True but if you are going to be running more then game servers you rely should have a different server for the different programs. IE a web server for you db/website, and then you game server. This will allow you to harden you server better from attacks and will reduce the chance of one or the other becoming comprised and loosing every thing or having your data leaked.

(And yes i know servers are not cheep....)

unnecessary and futile/stupid debate about an evidence.

Quote:

Originally Posted by Mavrick4283

Also not to bash you to hard but that looks like you just copied some rules in to a shell template, only saying that because you could not read the rule C0nw0nk posted....

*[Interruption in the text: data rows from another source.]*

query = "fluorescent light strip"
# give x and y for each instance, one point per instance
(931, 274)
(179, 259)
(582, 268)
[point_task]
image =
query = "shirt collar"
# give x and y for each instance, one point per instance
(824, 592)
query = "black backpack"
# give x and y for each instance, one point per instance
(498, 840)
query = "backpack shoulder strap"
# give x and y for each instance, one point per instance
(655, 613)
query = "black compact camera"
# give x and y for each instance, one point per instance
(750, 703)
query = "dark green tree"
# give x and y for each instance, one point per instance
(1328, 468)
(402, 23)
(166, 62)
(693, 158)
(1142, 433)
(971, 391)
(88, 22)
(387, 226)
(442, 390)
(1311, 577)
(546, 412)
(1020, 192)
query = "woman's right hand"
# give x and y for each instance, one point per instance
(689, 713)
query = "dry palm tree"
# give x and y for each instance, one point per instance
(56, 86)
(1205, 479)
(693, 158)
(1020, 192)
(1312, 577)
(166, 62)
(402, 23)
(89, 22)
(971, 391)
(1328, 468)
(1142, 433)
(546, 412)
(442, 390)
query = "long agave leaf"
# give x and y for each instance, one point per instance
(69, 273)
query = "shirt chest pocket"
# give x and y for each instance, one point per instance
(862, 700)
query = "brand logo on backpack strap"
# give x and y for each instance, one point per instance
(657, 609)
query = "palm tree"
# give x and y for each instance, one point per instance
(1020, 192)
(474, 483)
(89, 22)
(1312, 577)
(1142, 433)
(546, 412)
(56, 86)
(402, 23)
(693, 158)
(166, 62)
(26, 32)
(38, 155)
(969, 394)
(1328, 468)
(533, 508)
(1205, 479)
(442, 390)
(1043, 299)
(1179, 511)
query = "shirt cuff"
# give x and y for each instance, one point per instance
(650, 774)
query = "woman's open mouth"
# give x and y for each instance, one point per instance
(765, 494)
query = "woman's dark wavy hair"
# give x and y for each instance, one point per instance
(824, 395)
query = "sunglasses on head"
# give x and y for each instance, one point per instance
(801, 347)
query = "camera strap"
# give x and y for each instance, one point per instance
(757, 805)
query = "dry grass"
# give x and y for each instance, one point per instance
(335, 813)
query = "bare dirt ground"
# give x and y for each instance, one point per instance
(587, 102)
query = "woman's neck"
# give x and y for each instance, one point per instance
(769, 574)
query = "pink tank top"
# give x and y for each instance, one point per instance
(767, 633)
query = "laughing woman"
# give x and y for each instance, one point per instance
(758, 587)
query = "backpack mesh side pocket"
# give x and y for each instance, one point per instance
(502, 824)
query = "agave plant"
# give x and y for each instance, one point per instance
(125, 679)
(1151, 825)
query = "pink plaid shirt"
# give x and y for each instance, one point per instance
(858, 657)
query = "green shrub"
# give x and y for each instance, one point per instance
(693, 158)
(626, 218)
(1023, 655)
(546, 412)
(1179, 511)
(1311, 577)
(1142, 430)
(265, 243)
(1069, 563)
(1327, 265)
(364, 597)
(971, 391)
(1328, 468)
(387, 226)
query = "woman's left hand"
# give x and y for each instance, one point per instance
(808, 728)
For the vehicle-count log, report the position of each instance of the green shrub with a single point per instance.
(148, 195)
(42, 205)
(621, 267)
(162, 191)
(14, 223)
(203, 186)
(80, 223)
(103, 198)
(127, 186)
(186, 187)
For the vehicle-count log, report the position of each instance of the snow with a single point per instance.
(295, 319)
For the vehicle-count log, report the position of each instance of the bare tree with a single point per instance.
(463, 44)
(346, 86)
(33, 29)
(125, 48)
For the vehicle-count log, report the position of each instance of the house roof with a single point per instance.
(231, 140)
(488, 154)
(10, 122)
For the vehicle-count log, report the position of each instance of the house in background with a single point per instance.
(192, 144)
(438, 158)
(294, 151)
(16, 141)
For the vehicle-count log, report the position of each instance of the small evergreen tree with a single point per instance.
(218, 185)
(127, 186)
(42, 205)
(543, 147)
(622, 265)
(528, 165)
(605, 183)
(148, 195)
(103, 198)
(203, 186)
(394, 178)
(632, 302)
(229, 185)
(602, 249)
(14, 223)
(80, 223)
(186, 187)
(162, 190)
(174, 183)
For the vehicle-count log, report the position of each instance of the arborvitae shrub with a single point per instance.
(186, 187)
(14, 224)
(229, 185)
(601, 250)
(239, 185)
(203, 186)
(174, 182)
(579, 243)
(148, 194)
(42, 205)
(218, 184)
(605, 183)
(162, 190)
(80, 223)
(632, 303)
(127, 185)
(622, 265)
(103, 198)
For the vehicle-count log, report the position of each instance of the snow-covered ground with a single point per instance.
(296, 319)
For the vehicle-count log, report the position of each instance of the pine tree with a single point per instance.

"Just copied somes rules" ???
If you do not understand, i'm sorry for you but i can't help you.

++

C0nw0nk · *Last edited by C0nw0nk; 09-14-2012 at 17:47.*

Quote:

Originally Posted by MorgenDavid

Huh ? Why ?
I want to be able to ping the server.

Maybe... but.. have you see that the default rules are set to ACCEPT ?
This is not a firewall type "DROP all, ACCEPT what i want" but "ACCEPT all, DROP what I don't want"

Some people don't have only CSS on the server.

++

Yes but if your running multiple game servers aslong as you do not specify ports or ip addresses in a blacklist then you are free to choose to block all TCP and accept UDP traffic.

The reason i bring it up is it may seem as a bit of a overkill to security but it prevents people flooding packet types into the server that you would never be using.

PS : If you need TCP for rcon or web access like killing floor servers require then block everyone else and allow access to a whitelist of admins ip's still more secure than providing the world with it.